Anton Bouwhuis, kunstenaar, voormalig tekenleraar en chroniqueur, weet alles van Broekland. Hij schreef drie boeken over de geschiedenis van dit op zo’n vier kilometer van Wijhe gelegen kerkdorp. Destijds was het een buurtschap met zo’n honderd inwoners. Inmiddels zijn het er ruim twaalfhonderd en kent het dorp een rijk verenigingsleven en een aantal voorzieningen, zoals een café tegenover de kerk, een basisschool, sportvelden en een kleine supermarkt.

Bouwhuis is in Broekland geboren en getogen en woont er al zijn hele leven – 69 jaar. Zijn huis staat schuin tegenover het inmiddels tot woonhuis getransformeerde voormalige kantoor van de Boerenleen- en Rabobank. Ook in de historie van de bank heeft hij zich verdiept.

Bouwhuis beschikt onder meer over oude statuten uit 1917. Een vergeeld document waarin staat dat een lid het christelijke geloof moet erkennen als basis van de samenleving en zijn gedrag daarnaar ‘regele’, dat leden onbeperkt aansprakelijk zijn, en dat vrouwelijke leden zich tijdens de algemene vergadering door een ‘mannelijken meerderjarigen’ moeten doen vertegenwoordigen.

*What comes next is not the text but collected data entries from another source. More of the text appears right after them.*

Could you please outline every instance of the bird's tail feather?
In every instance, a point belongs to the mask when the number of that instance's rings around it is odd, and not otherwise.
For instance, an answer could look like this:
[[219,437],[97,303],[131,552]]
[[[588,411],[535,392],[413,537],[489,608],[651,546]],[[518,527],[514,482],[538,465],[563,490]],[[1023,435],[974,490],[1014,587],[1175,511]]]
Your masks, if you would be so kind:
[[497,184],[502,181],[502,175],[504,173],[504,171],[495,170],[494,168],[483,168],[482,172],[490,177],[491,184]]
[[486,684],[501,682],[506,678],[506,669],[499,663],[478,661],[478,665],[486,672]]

Over de werkzaamheden van de coöperatieve bank laten de statuten geen misverstand bestaan: het in- en uitlenen van geld en het stellen van zekerheden, niet om winsten te maken maar ‘om den stoffelijken en zedelijken toestand der leden te verbeteren’.

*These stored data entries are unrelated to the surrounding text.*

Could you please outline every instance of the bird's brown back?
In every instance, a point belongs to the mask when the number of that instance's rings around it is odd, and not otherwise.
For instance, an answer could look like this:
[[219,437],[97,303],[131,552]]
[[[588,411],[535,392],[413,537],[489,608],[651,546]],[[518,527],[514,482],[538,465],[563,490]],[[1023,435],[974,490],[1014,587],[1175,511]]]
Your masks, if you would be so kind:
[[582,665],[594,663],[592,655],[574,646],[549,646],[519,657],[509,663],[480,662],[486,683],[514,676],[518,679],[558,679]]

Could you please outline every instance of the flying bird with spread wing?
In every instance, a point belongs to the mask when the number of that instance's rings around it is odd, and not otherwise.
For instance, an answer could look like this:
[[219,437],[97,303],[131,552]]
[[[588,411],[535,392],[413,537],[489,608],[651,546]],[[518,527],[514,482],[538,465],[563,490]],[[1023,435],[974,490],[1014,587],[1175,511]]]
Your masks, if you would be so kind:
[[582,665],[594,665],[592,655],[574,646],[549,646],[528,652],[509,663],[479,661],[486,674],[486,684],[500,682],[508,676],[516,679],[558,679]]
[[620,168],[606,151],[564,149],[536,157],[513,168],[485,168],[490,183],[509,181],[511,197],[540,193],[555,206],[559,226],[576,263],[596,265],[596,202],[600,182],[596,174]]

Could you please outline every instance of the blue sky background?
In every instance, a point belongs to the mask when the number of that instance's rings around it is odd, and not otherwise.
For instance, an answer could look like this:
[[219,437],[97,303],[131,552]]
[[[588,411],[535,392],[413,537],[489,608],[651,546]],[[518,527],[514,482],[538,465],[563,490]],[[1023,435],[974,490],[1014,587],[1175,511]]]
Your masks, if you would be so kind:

Om die reden is ‘alle geldhandel waaraan eenig gevaar verbonden is, volstrekt verboden en moet het bestuur toezien dat alleen voorschotten en kredieten in loopende rekening verleend worden aan oppassende landbouwers, leden der Boerenleenbank en tot werkelijke verbetering en instandhouding of ter achteruitgang van hun bedrijf en aan vereenigingen’.

De bank opereert louter lokaal. De oprichters zijn van mening dat geld dat in de eigen plaats gespaard wordt, ook weer gebruikt moet worden om de welvaart in de eigen gemeente te bevorderen. “Het hemd is nader dan de rok,” schrijven zij.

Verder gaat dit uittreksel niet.